Pal Roquel 'Billy' Davis, who cut his songwriting chops in his group The Five Jets, sent Chess Records a demo tape of the group. A bus ticket to Chicago soon came in the mail. Davis landed his homies a contract and ended up writing hits for The Moonglows (See Saw) and Flamingos (A Kiss From Your Lips). Before the quartet cut for Chess, a new moniker was a must. "We had to change that name because of the Ames Brothers," says Fakir. "Since our theme was aiming for the top - that's why we picked the name the Aims - we just switched it around and used the Tops." Chess' commitment to the Tops lasted long enough to issue one swinging 1956 single, Could It Be You b/w Kiss Me Baby.
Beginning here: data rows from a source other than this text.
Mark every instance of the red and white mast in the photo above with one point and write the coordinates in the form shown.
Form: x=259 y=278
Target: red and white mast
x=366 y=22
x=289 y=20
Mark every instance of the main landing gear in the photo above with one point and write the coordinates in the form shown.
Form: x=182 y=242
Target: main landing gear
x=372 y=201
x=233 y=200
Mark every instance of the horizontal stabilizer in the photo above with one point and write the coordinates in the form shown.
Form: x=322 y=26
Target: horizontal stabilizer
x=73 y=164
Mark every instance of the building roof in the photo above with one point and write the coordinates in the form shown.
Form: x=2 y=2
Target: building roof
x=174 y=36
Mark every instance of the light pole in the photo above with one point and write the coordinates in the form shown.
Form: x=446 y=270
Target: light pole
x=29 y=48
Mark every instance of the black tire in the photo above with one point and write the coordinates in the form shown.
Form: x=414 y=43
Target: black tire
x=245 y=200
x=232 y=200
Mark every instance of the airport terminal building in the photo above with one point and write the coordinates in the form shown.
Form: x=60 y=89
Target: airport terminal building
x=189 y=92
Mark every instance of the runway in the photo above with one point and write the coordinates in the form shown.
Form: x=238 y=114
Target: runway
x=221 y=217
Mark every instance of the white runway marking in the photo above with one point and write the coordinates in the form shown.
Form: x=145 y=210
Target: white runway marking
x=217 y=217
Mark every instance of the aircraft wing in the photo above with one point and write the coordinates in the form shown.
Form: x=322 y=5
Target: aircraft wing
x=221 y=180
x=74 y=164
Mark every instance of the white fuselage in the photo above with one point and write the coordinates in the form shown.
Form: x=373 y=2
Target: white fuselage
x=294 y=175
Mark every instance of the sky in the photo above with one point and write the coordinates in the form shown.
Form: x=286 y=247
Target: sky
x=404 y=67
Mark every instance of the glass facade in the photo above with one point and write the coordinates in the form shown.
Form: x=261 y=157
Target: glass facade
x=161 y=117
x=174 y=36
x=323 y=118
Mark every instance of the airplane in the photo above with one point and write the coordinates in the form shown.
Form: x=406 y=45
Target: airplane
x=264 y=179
The Tops made their bones on the road, opening for jazz crooner Billy Eckstine in 1959 at the Thunderbird in Las Vegas.
The group stopped off at Columbia Records in 1960 to lay down the rocking Stubbs original Ain’t That Love, produced by the legendary John Hammond (Lonely Summer graced the flip). Obie wasn’t there; Uncle Sam’s Army had whisked him away, so his temporary replacement was Thearon ‘T-Man’ Hill, formerly of The Royal Jokers (Benson was back well before the Tops found stardom). Other than a ’62 revival of Pennies From Heaven for Riverside, that was it until the Tops heard from Berry Gordy in 1963. “He said anytime we wanted to come to the company, he’d love to have us,” says Duke. “After we tried all these different companies and nothing happened, we took him up on his word and went back to Detroit.” When The Tops got hot on Motown in the summer of 1965, Columbia reissued Ain’t That Love and scored a #93 pop seller.
With such unforgettable mid-'60s Motown smashes as Baby I Need Your Loving and ICan't Help Myself, Holland-Dozier-Holland brought out the inherent power in Levi's delivery. "He could always wow the audience," says Duke. "He's always had that lead voice and that lead atmosphere." Fakir is the only Top still with us. Payton's June 20, 1997 passing from liver cancer broke the quartet up after 43 amazing years. Benson was next to go on July 1, 2005 of lung cancer, and Stubbs died October 17, 2008 (a stroke had previously left him unable to tour).